GridRun
GridRun is a simple tool that helps you to execute and manage similar shell commands. Originally, it is designed to perform grid-search of hyper-parameter in deep learning experiments. However, it can be used for other purposes as well.
Installation
install via pip
pip install grid_run
Usage
When you want to execute similar shell commands on a multi-gpu machine, you can use GridRun to generate sh commands and run in parallel.
Consider a simple use case, you want to find the best learning rate, you can use the following command:
from grid_run.runner import Runner
runner = Runner(log_name="lr_search")
exp_name = ["1e-3","1e-2","1e-1","1","10","100"]
lr = [0.001, 0.01, 0.1, 1, 10, 100]
template = "nohup python -u train.py --exp {} --lr {}"
train_instructions = runner.gen_instruction(template,[exp_name,lr])
gpus = [0,1]
runner.run(train_instructions,gpus = gpus)

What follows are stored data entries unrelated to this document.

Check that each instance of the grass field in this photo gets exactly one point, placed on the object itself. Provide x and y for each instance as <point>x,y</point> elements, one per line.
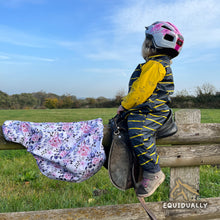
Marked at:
<point>24,188</point>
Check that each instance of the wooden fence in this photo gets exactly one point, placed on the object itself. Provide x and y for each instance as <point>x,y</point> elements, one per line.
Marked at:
<point>193,145</point>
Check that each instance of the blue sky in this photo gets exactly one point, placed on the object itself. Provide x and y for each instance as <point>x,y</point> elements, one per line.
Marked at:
<point>89,48</point>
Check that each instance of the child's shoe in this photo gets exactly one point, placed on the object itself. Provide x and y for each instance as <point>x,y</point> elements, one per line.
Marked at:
<point>150,182</point>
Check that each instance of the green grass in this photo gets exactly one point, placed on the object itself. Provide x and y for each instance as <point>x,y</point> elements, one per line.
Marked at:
<point>24,188</point>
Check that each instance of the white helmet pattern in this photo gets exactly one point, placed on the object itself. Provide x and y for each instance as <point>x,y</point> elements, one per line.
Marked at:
<point>166,37</point>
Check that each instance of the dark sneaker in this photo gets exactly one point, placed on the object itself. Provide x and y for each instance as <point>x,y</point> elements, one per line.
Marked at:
<point>150,183</point>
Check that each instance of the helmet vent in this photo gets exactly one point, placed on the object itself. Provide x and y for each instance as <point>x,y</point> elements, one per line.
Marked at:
<point>168,37</point>
<point>166,28</point>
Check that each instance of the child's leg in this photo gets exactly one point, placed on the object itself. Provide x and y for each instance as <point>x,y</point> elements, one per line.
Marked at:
<point>141,130</point>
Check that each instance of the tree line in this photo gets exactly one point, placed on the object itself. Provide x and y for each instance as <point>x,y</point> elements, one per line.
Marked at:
<point>205,97</point>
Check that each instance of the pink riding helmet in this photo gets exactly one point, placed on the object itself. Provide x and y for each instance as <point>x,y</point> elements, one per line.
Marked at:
<point>166,37</point>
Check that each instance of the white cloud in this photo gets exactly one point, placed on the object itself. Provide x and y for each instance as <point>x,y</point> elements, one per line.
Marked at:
<point>17,3</point>
<point>197,20</point>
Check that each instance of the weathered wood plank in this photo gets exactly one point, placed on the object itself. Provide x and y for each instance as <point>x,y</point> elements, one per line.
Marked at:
<point>123,212</point>
<point>187,174</point>
<point>189,155</point>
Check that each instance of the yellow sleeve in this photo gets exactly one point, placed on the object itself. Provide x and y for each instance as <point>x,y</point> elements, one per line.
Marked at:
<point>151,73</point>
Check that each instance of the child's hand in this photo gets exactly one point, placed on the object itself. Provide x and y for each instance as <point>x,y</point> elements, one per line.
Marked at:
<point>120,109</point>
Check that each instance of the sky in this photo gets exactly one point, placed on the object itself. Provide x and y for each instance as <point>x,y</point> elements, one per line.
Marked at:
<point>89,48</point>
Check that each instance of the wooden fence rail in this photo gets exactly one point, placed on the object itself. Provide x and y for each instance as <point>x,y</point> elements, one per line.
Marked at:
<point>193,145</point>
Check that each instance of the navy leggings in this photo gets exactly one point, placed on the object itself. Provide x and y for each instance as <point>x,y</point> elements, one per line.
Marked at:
<point>141,129</point>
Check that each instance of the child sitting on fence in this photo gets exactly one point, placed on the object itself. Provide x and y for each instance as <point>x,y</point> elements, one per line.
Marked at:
<point>146,103</point>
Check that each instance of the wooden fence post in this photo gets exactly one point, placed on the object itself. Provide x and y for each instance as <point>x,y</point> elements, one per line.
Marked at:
<point>184,181</point>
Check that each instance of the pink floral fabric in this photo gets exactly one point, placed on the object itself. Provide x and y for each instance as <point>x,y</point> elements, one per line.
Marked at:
<point>70,151</point>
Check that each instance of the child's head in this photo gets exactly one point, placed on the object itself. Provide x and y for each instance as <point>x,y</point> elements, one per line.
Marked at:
<point>162,38</point>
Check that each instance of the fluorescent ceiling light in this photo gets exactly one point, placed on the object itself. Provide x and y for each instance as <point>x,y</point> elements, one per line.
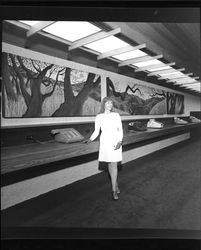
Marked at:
<point>107,44</point>
<point>129,55</point>
<point>29,22</point>
<point>172,73</point>
<point>185,81</point>
<point>72,31</point>
<point>151,62</point>
<point>161,68</point>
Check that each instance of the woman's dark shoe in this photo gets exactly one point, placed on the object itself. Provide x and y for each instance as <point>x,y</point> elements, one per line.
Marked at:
<point>118,190</point>
<point>114,195</point>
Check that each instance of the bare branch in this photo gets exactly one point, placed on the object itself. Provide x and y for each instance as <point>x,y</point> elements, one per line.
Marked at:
<point>25,94</point>
<point>51,92</point>
<point>37,69</point>
<point>28,72</point>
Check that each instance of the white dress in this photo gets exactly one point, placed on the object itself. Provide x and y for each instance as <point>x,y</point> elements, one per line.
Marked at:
<point>111,133</point>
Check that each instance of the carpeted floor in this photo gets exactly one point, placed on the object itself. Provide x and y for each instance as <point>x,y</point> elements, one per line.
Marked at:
<point>160,191</point>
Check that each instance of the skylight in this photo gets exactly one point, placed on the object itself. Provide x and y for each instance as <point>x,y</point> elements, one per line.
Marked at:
<point>30,23</point>
<point>107,44</point>
<point>150,62</point>
<point>161,68</point>
<point>72,31</point>
<point>186,81</point>
<point>172,73</point>
<point>129,55</point>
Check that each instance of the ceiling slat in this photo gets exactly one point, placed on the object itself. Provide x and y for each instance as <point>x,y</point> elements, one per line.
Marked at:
<point>93,38</point>
<point>139,59</point>
<point>173,79</point>
<point>165,71</point>
<point>38,26</point>
<point>155,66</point>
<point>120,51</point>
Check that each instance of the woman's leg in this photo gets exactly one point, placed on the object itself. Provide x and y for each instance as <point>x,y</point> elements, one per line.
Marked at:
<point>113,171</point>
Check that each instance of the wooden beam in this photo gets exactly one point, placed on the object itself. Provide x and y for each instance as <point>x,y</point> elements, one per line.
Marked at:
<point>38,26</point>
<point>92,38</point>
<point>173,79</point>
<point>139,59</point>
<point>167,76</point>
<point>120,51</point>
<point>154,66</point>
<point>191,84</point>
<point>164,71</point>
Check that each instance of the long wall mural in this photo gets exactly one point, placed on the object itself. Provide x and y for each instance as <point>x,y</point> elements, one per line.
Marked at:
<point>32,88</point>
<point>37,88</point>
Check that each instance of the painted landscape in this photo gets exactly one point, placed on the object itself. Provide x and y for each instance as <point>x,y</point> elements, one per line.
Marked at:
<point>135,99</point>
<point>33,88</point>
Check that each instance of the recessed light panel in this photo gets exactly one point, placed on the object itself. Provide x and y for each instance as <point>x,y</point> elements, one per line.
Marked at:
<point>147,63</point>
<point>71,31</point>
<point>130,55</point>
<point>30,23</point>
<point>161,68</point>
<point>107,44</point>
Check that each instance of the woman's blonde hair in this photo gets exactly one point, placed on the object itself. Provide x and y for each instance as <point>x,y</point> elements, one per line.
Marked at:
<point>105,99</point>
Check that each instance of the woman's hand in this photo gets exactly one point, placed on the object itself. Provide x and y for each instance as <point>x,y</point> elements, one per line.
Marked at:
<point>118,145</point>
<point>87,141</point>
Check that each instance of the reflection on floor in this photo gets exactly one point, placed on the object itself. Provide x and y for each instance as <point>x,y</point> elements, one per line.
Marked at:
<point>160,191</point>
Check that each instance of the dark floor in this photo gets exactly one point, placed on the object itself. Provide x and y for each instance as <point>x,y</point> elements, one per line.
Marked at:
<point>160,191</point>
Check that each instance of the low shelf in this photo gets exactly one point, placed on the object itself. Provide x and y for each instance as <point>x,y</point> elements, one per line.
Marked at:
<point>15,158</point>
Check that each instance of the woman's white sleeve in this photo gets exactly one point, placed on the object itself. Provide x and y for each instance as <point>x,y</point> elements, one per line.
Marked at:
<point>120,128</point>
<point>96,130</point>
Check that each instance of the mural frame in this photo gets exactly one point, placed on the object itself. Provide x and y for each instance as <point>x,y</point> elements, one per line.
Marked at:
<point>42,121</point>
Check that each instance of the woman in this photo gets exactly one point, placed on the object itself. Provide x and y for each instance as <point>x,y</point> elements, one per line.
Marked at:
<point>110,149</point>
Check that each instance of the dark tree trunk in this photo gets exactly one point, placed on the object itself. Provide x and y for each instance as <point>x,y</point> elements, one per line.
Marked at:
<point>72,105</point>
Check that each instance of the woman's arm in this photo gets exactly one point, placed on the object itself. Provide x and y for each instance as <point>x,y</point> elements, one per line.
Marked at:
<point>96,130</point>
<point>120,133</point>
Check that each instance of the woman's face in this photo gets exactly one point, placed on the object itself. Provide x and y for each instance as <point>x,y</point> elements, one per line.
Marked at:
<point>109,105</point>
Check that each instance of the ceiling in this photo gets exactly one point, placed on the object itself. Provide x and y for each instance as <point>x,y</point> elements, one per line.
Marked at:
<point>176,43</point>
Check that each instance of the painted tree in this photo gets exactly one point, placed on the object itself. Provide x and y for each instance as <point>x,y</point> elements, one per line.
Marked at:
<point>122,95</point>
<point>7,84</point>
<point>175,103</point>
<point>72,105</point>
<point>27,73</point>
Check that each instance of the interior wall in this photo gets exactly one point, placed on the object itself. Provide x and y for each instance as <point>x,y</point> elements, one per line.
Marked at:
<point>59,50</point>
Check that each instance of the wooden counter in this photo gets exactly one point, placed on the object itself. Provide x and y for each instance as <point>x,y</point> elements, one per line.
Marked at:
<point>21,157</point>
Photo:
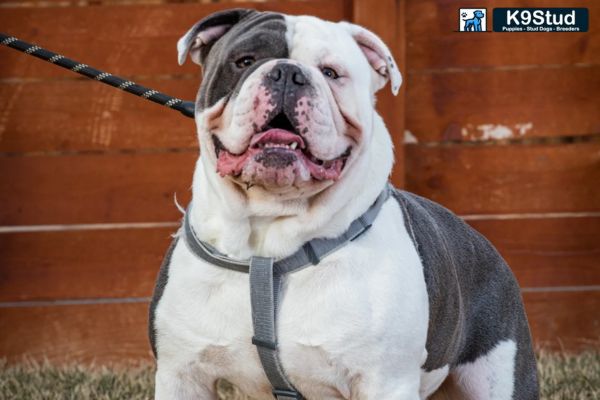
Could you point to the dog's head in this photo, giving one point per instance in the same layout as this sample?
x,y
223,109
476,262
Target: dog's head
x,y
286,103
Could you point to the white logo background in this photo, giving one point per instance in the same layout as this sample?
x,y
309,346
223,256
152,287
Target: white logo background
x,y
469,15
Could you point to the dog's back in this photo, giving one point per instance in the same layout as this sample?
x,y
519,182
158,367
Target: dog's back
x,y
475,304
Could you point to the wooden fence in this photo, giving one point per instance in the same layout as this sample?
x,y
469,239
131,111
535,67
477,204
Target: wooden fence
x,y
502,128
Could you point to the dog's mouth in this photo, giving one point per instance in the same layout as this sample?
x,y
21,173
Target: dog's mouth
x,y
279,150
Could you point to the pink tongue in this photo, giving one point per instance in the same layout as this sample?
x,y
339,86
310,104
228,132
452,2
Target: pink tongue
x,y
277,135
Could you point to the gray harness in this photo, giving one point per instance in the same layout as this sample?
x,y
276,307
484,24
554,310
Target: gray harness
x,y
266,275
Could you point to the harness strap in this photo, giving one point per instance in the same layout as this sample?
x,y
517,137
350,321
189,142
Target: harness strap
x,y
265,288
266,276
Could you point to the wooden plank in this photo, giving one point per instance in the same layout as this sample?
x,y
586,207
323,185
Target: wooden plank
x,y
81,264
124,262
434,44
66,116
564,320
84,189
88,333
507,179
548,252
123,39
499,104
100,333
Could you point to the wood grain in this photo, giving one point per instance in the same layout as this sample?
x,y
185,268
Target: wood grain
x,y
545,252
116,263
116,333
123,39
83,115
515,104
39,266
507,179
84,189
433,44
564,320
100,333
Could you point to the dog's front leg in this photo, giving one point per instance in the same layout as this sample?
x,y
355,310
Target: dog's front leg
x,y
390,389
177,385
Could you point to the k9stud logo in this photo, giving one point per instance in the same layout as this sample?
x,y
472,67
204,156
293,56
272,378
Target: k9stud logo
x,y
472,19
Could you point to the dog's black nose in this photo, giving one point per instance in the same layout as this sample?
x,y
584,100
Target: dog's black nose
x,y
288,73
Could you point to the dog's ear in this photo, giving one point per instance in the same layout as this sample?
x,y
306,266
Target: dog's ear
x,y
200,38
379,56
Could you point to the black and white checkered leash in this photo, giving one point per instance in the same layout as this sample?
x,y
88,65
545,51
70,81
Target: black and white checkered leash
x,y
185,107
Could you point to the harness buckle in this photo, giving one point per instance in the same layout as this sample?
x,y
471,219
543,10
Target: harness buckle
x,y
282,394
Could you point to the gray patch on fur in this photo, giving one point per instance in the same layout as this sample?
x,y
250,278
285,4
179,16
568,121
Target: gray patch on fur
x,y
159,288
474,299
257,34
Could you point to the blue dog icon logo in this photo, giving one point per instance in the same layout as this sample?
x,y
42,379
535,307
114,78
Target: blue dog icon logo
x,y
472,20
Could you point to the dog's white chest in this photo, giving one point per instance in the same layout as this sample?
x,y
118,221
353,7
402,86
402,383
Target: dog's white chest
x,y
361,313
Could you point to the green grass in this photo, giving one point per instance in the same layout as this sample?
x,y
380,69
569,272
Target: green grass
x,y
562,377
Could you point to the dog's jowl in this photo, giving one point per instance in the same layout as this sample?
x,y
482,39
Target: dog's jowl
x,y
299,272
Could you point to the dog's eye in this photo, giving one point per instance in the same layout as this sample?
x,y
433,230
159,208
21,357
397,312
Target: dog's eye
x,y
330,73
245,61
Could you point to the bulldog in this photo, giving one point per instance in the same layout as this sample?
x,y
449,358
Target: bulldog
x,y
299,271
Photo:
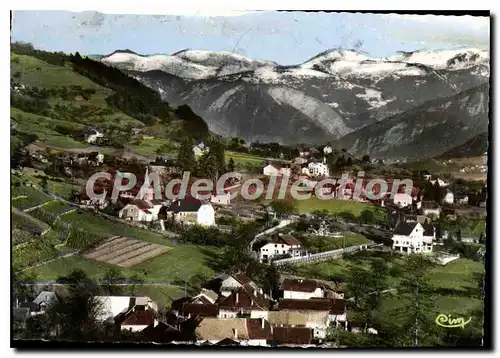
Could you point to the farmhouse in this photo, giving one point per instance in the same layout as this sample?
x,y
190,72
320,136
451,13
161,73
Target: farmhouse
x,y
448,198
200,149
402,200
127,312
318,170
92,136
280,245
336,308
236,281
431,208
245,301
277,169
44,301
140,210
191,211
413,237
302,289
249,332
221,199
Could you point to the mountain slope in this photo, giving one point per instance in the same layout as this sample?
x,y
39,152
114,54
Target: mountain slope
x,y
341,90
426,131
474,147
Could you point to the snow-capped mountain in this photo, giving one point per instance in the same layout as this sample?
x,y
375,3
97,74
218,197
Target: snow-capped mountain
x,y
326,97
186,63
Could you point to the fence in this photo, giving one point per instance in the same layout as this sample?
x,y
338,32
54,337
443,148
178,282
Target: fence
x,y
321,256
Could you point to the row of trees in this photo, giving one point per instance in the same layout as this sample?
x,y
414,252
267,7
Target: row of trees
x,y
410,322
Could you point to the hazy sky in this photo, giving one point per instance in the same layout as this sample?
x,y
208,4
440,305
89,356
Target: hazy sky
x,y
284,37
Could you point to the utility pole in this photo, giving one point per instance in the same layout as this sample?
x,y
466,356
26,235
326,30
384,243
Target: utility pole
x,y
416,317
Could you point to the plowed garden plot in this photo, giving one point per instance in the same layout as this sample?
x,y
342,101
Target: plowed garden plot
x,y
126,252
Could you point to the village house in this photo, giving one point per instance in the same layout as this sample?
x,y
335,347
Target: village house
x,y
44,301
430,208
280,245
140,210
305,152
236,281
302,289
221,199
245,331
440,182
336,308
292,337
317,169
403,200
163,166
200,149
462,199
244,302
93,136
190,211
127,312
448,198
300,161
277,169
413,237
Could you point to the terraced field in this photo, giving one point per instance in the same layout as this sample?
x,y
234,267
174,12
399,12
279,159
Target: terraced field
x,y
126,252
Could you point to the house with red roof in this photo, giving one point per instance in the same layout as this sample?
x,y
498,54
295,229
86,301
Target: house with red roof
x,y
302,289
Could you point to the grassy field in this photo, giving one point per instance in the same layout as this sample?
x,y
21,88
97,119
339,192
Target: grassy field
x,y
178,264
245,161
335,206
149,146
35,72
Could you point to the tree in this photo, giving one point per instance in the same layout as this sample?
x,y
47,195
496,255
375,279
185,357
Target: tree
x,y
185,157
112,277
44,184
282,207
417,328
230,165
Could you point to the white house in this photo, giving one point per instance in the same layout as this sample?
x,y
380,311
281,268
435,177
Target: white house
x,y
413,237
302,289
45,300
319,169
431,208
402,200
140,210
300,160
236,281
92,136
112,306
448,198
277,169
244,301
200,149
242,331
191,211
280,245
440,182
221,199
305,152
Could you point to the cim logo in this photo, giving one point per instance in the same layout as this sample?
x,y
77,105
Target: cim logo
x,y
448,322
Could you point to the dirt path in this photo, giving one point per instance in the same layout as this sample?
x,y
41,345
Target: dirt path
x,y
41,224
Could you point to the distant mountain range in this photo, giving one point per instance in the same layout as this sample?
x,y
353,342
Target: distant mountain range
x,y
339,96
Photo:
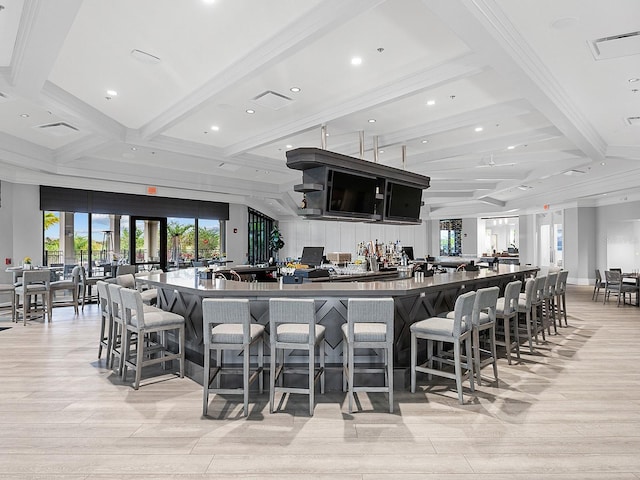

runner.run(train_instructions,gpus = [0], interval_time = 10)
Grid runner will log the running status as well as hparams to log directory. For example:
.
└── example_run
├── exp_0_gpu4.out
├── exp_1_gpu5.out
├── main.txt
└── param
├── args_train.json
└── template_train.json
This allows you to easily analyze the running status for each of hte experiments, as well as reproducing the experiment.
Others
GridRun is written in a extremely simple way (~100 lines). It is originally a custom script that I write in a hour, after finding it is tedious to execute batches of jobs manually. I will add more features later. Also, if you find any bugs or have any suggestions, please open an issue.